Les organisations de la société civile oeuvrant dans le secteur des ressources naturelles ont rebondi sur le sujet dans une rencontre tenue la semaine dernière à Kinshasa.
La présente synthèse de son rapport publié le mardi 14 juillet 2009 à l'Hôtel Memling de Kinshasa a pris en compte les observations et recommandations des organisations de la société civile en l'endroit du Gouvernement, des Partenariats TFM et KMT et de la Gécamines.
« Les dispositions utiles devraient être prises afin de mettre un terme au processus de révisitation des contrats miniers en RDC et publier le rapport de tous les termes des accords convenus entre parties aux négociations.
Accepter ses responsabilités et de demander pardon au peuple congolais pour avoir signé des contrats léonins », peut-on lire dans cette synthèse.
Si la société civile revient sur le sujet de la révisitation, l'on ne s'explique pas cependant tout son acharnement sur les deux de six contrats miniers présentés à la renégociation par le gouvernement, notamment ceux portant création de Tenke Fungurume Mining (TFM) et de Kingamyambo Musonoi Tailings, tous deux issus d'un partenariat associant la Générale des carrières et des mines, propriétaire des gisements concédés.
PARALYSIE EN VUE
Si l'on n'en est pas encore là, tout porte à croire qu'on y tendrait de plus en plus. A force de retarder la finalisation du processus de la révisitation, c'est la paralysie qui guette ce secteur nettement prometteur en ce temps de reconstruction.

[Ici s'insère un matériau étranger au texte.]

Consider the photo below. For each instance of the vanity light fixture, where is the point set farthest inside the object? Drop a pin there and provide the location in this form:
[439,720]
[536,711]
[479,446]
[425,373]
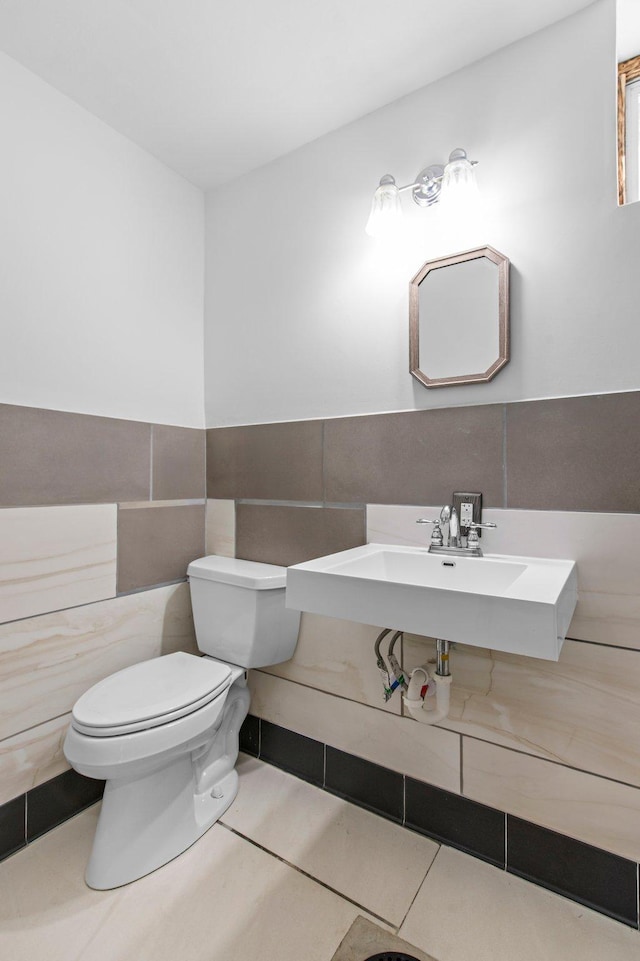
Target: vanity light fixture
[454,185]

Ainsi, en multipliant des exceptions là où il avait lui-même établi clairement les règles de jeu, suivant les grandes options du Code minier de 2002, le gouvernement paraît aujourd'hui comme le véritable trouble-fête du secteur minier. Tout se passe comme si le désordre lui plaisait, sans doute pour faire chanter les opérateurs miniers, argue-t-on dans les milieux proches de ce secteur. Mais, le plus grand drame est celui de maintenir l'économie au point mort en décourageant les futurs investisseurs. Quel est donc cet investisseur qui se risquerait à investir en RDC lorsque ceux qui opèrent déjà sur terrain subissent des tracasseries de tous ordres pour fonctionner ?, se demande-t-on.
Le gouvernement a intérêt à boucler le plus rapidement possible le processus de la révisitation pour booster les investissements dans le secteur des mines.
Après avoir miraculeusement été tiré de la zone de turbulences née de la crise financière internationale, il ne sera nullement de l'intérêt du gouvernement d'entretenir le flou alors que tout le monde pense s'appuyer sur ce secteur pour parvenir à arrimer l'économie congolaise sur une pente de croissance.
A ce stade, gouvernement, société civile et opérateur miniers doivent unir leurs efforts pour porter en triomphe le secteur minier. C'est dans cet esprit qu'ont été initiées les réformes ayant valu la promulgation en 2002 d'un nouveau Code minier, suivi en 2003 par un Règlement minier.
Personne ne gagnerait - moins encore le gouvernement - en tirant inutilement ce processus en longueur. S'acharner sur certaines entreprises parce que représentant un important portefeuille serait une grave erreur, et peut-être une condamnation à mort du secteur minier. Ça sera une véritable écharde sur ce secteur, car tout le monde - investisseurs actuels ou potentiels - s'en souviendra au moment de la prise de décision d'investir en RDC.
Il est temps de recadrer ce processus. Comme l'estime d'ailleurs la société civile qui reconnaît, dans son dernier rapport, que des erreurs ont été commises et recommande, en même temps, au gouvernement de les corriger, selon le cas, pour dissiper tout malentendu pour libérer ce secteur de toute forme de pesanteur.